Eliezer described Sagie as a hard worker and creator in agriculture, landscaping and installing solar panels.
“When the war broke out he enlisted, as always, and did more than 700 days of reserve service,” Eliezer wrote.
“Two days before that flight to Thailand he was released from reserve duty, after he saved every shekel to take the family on a vacation they deserved.”
Sagie’s heroism was revealed in full force last Wednesday, on a beach at Koh Phangan.
“When his son was swept into the sea — Sagie had no question at all,” Eliezer described with pain. “He jumped into the water, rescued his son to the shore, and the raging sea took him. The son came home thanks to him. Sagie did not.”
Eliezer compared Shagai’s act to the Biblical binding of Isaac.
“In the binding of Isaac the father almost sacrifices his son. In Sagie’s binding he gave his life so that his son would live. This is the father’s heroism — not a figure from legends — of a neighbor, a person, who did the simplest and greatest thing in the world.”
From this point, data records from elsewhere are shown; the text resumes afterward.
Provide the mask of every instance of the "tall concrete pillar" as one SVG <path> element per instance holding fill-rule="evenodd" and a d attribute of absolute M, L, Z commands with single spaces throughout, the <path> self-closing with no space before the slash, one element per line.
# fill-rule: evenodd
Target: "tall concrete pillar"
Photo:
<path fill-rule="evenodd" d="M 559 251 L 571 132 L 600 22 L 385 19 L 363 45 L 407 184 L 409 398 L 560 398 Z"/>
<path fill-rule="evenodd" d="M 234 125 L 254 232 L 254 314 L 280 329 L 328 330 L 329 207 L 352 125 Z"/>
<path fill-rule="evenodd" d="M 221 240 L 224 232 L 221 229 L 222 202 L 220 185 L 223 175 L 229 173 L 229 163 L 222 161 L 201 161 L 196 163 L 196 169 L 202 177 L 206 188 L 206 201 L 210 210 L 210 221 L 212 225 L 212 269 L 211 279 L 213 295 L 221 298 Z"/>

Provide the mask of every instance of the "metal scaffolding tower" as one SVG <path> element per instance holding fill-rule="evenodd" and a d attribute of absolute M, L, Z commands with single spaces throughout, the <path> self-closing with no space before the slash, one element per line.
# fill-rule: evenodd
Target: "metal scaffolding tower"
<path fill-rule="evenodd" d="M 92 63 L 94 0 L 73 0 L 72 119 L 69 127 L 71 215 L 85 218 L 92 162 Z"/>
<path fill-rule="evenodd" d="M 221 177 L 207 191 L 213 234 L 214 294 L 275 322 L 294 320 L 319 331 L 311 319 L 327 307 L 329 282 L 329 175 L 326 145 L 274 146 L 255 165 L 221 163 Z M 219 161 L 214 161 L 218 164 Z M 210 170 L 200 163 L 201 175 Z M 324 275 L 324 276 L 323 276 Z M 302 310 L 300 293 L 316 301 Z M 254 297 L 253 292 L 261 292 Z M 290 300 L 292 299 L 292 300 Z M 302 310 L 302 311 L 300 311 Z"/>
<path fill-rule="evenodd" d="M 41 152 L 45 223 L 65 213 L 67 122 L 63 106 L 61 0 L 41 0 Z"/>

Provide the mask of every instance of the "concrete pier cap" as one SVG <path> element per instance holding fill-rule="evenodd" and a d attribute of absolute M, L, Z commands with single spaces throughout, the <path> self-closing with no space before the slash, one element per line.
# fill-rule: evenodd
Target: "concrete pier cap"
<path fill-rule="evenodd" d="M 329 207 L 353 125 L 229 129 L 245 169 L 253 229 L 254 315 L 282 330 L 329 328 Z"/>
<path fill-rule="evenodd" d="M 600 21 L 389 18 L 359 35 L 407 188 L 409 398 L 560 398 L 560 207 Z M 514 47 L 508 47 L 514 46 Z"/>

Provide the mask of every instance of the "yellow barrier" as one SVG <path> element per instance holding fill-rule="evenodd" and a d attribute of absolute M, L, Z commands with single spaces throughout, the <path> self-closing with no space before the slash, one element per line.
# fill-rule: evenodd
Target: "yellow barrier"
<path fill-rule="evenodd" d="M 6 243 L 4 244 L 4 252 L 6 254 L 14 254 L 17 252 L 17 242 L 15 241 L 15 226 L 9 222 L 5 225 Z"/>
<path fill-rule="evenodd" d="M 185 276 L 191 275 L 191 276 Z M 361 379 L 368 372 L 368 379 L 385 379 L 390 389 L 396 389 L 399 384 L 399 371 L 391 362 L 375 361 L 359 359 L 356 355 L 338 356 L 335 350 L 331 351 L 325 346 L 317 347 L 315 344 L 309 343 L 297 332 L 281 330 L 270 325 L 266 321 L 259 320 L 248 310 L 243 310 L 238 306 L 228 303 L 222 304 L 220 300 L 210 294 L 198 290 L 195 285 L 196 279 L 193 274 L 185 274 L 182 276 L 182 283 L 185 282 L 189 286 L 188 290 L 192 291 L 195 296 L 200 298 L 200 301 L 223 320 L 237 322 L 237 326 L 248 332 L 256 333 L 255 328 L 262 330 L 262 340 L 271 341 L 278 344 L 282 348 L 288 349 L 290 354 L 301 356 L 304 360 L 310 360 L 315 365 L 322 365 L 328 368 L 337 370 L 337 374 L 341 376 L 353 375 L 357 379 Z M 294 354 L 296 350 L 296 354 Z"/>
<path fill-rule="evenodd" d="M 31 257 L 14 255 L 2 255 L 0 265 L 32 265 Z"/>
Residents are calling on the head of the Golan Regional Council Uriel Kallner, and anyone who can assist, to ensure Sagie is buried in northern Golan, near his home, close to his wife Inbal and their four children.
“This is not just a logistical question, it is a question of honor, of belonging, of basic justice toward a person who gave of himself without calculation,” Eliezer summed up.
“This is the minimum we as a society and as a community can do for him now. May we know how to give space to this grief, to care for Inbal and the four children and turn Sagie’s memory into a force for good here in the Golan, in the reality he so served and built with his two hands. May his memory be blessed.”